9. A composition according to Claim 5 wherein said PEG derivative is selected from PEG₂₀₀₀-DMPE, PEG₅₀₀₀-DMPE, PEG₂₀₀₀-DOPE, PEG₅₀₀₀-DOPE, PEG-DPPE, PEG₅₀₀₀-DPPE, PEG₂₀₀₀-DSPE, PEG₅₀₀₀-DSPE, PEG₂₀₀₀-DLPE, and PEG₅₀₀₀- DLPE.

10. A composition according to Claim 5 wherein the molar ratio therein of said cationic amphiphile to co-lipid is 1 :2 , and the molar ratio of said cationic amphiphile

to PEG-derivative is 1 : 0.125.

11. A composition according to Claim 5 wherein the molar ratio therein of said cationic amphiphile to PEG-derivative is 1: 0.125.
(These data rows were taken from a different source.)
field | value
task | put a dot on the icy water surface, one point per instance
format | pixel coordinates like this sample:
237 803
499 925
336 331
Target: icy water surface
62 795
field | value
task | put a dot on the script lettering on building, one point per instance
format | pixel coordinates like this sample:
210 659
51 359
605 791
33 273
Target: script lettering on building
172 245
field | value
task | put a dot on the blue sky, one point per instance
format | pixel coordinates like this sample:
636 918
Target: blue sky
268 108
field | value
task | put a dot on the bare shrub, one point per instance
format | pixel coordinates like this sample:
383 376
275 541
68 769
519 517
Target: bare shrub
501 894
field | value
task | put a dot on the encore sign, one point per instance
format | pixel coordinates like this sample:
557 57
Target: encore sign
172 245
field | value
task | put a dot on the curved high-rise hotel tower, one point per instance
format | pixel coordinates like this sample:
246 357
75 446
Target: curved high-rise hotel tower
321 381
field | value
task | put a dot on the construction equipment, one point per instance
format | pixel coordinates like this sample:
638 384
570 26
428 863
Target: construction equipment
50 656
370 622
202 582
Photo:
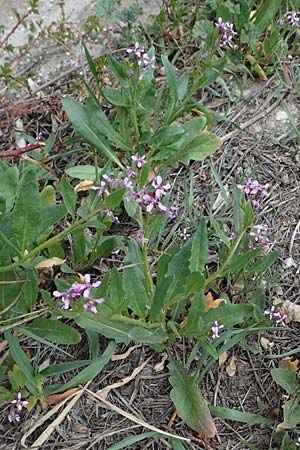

12. A method of delivering a biologically active molecule to a mammalian cell comprising the step of administering to a mammal a composition comprising:

1) a cationic amphiphile;

2) a biologically active molecule;

3) a PEG-derivative; and

4) a co-iipid, wherein said co-lipid is diphytanoylphosphatidylethanolamine.

13. A method according to Claim 12 wherein said PEG-derivative is selected from

PEG₂₀₀₀-DMPE, PEG₅₀₀₀-DMPE, PEG₂₀₀₀-DOPE, PEG₅₀₀₀-DOPE, PEG₂₀₀₀-DPPE, PEG₅₀₀₀-DPPE, PEG₂₀₀₀-DSPE, PEG₅₀₀₀-DSPE, PEG₂₀₀₀-DLPE, and PEG₅₀₀₀-DLPE.

14. A method of transfecting a gene in a mammalian cell comprising the step of administering to a mammal a composition comprising:

1) a cationic amphiphile;

2) a biologically active molecule;

3) a PEG-derivative; and

4) a co-lipid, wherein said co-lipid is diphytanoylphosphatidylethanolamine.

15. A method according to Claim 14 wherein said PEG-derivative is selected from

PEG₂₀₀₀-DMPE, PEG₅₀₀₀-DMPE, PEG₂₀₀₀-DOPE, PEG₅₀₀₀-DOPE, PEG₂₀₀₀-DPPE,

PEG₅₀₀₀-DPPE, PEG₂₀₀₀-DSPE, PEG₅₀₀₀-DSPE, PEG₂₀₀₀-DLPE, and PEG₅₀₀₀-DLPE.